After downloading the app, borrowers submit their unique digital ID or Aadhaar number, tax ID, cell phone number, and a selfie or video for verification. They should give the app full access to their contacts and call logs.
“In less than half an hour I had the money,” said Ms. Priyanka Sharma, who sells cosmetics in Mumbai and took 6,000 rupees from iCredit on March 15. Unable to repay the sum after losing her job, she received harsh calls and is now considering pledging gold to end her ordeal.
“Despite the cost and the risks, these apps are often the only option for low-income Indians and students who will not get unsecured bank loans,” said Ms Mrin Agarwal, founder of FinSafe, an organization of financial education.
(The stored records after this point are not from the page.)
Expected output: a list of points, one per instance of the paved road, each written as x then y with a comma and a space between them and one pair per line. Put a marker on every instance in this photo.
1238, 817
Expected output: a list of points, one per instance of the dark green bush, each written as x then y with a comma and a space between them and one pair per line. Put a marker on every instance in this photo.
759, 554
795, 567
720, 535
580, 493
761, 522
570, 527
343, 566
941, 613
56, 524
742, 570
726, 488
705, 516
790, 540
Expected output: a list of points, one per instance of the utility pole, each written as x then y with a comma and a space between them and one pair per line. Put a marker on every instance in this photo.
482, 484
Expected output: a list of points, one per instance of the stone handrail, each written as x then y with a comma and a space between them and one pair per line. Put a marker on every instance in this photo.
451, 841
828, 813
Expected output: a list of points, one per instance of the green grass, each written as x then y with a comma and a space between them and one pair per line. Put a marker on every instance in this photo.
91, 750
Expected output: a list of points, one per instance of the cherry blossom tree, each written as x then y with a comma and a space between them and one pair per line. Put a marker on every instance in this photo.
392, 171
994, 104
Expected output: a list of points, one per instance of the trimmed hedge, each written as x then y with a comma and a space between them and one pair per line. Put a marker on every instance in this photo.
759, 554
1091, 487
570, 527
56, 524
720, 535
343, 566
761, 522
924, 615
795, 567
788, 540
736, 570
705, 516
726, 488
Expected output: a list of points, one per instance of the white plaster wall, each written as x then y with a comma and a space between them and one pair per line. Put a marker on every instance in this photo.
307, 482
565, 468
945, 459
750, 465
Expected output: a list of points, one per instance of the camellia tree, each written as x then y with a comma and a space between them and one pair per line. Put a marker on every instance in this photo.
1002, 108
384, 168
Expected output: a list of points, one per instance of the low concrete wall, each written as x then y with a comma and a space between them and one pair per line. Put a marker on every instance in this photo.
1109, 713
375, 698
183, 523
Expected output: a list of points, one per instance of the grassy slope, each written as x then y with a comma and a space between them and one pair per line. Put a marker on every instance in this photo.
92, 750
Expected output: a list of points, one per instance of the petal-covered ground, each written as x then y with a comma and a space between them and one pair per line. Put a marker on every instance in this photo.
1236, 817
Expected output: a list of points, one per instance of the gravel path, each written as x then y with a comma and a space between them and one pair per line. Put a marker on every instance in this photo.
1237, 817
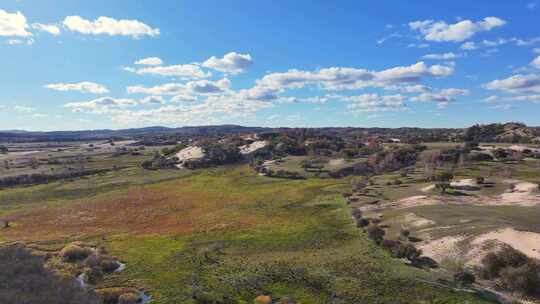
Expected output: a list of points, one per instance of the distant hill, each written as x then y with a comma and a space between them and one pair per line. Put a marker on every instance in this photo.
33, 136
512, 132
499, 132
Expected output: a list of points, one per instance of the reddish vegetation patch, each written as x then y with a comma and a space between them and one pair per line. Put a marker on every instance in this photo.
150, 210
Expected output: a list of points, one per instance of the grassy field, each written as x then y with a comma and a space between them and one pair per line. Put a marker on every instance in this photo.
328, 164
222, 235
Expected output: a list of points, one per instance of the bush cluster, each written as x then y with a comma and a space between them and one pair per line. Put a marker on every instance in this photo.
516, 271
25, 279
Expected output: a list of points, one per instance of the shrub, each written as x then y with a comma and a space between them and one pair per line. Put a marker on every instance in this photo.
494, 262
405, 233
464, 278
524, 279
391, 246
263, 299
25, 279
408, 251
129, 298
376, 233
72, 253
287, 300
442, 186
357, 213
93, 275
362, 222
109, 265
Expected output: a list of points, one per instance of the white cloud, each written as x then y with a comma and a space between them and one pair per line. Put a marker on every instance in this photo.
530, 98
164, 89
180, 98
516, 84
13, 25
410, 88
469, 46
199, 87
375, 102
232, 63
109, 26
85, 87
457, 32
24, 109
536, 62
491, 99
49, 28
338, 78
188, 71
104, 105
153, 100
504, 107
445, 56
418, 45
150, 61
442, 98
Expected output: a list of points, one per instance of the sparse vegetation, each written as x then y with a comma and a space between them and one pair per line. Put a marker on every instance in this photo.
25, 279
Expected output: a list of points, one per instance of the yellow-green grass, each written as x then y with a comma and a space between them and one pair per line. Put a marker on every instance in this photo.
281, 237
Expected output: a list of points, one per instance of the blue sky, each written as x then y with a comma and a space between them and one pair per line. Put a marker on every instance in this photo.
69, 65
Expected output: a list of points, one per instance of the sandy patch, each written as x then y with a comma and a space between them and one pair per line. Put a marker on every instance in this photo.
523, 193
336, 162
524, 241
469, 182
522, 148
428, 188
417, 221
192, 152
448, 247
254, 146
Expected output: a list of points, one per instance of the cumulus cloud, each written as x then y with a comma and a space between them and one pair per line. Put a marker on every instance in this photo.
445, 56
149, 61
153, 100
442, 98
187, 71
109, 26
516, 84
375, 102
13, 25
232, 63
339, 78
529, 98
49, 28
441, 31
491, 99
536, 62
85, 87
201, 87
24, 109
104, 105
418, 88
Many borrowers take loans from multiple apps and use one to pay off the other.
During the pandemic, there was a sharp increase in borrowing and defaults.
“Compared to the period before confinement, delinquency in April, May and June is 10 times higher. We therefore stopped disbursing new loans around the beginning of April and have only started modestly now, ”said Ms. Ilica Chauhan, Vice-President. President, Compliance and Partnerships of PC Financial Services, the NBFC under which Cash Bean is registered.
Loan applications in India
HIGH INTEREST, SHORT TERM
Amount: From 1500 rupees (S $ 28)
Duration: 7 to 90 days
Interest: 25-40 percent per year
Processing fee: 15 to 20% of the loan amount
Service tax: 18% of the loan amount
Selfie / Video
Access to all phone contacts, call logs, SMS
No credit history
Uses an Android phone
Active on social networks
India’s central bank has asked lenders to offer a moratorium on loan payments until August 31, 2020. But Ms Kadu was denied an extension.
“In real cases, we grant moratoriums. But there are many who have cash flow but have no intention of repaying,” Ms. Chauhan said.
“We investigated a case of bad harassment in April and terminated the outsourced debt collector. We also trained our agents to follow the code of conduct,” she added.
Representatives for Moneed and Kisht did not respond to Straits Times emails seeking comment.
Many borrowers are now receiving threats and abuse.
“First-time borrowers don’t have a credit history, so apps access their contacts apparently to judge creditworthiness. But the downside is that this leads to harassment and invasion of privacy.” , said Mr. KJ Shashidhar, financial technology expert at Observer Research. Foundation.
Mr. Akash Kumar, 24 from Raigarh, said FlashCash agents called his worker father and several friends. “They told them that I ran away with the money. I was so humiliated and sold my phone to pay back 3,000 rupees,” he said.
On June 25, India’s central bank announced stricter standards for digital platforms, responding to complaints about “exorbitant interest rates, non-transparent interest calculation methods, severe clawback measures, unauthorized use of personal data and bad behavior “.
App companies are now required to disclose the names of the NBFC they partner with, issue loan sanction letters on NBFC letterhead, and adhere to fair practices while collecting dues.
Experts say the current pandemic crisis is a good time to rethink the lending model of fintech companies.
“Do apps need more regulation? Or should they change some practices? Mandates of fifteen days and more than 30% interest are designed to defeat the borrower, ”said Mr. Shashidhar.
Ms Agarwal hopes regulators will do more, like cap interest rates. But much of the answer, she believes, lies in educating investors intensively about the risks involved.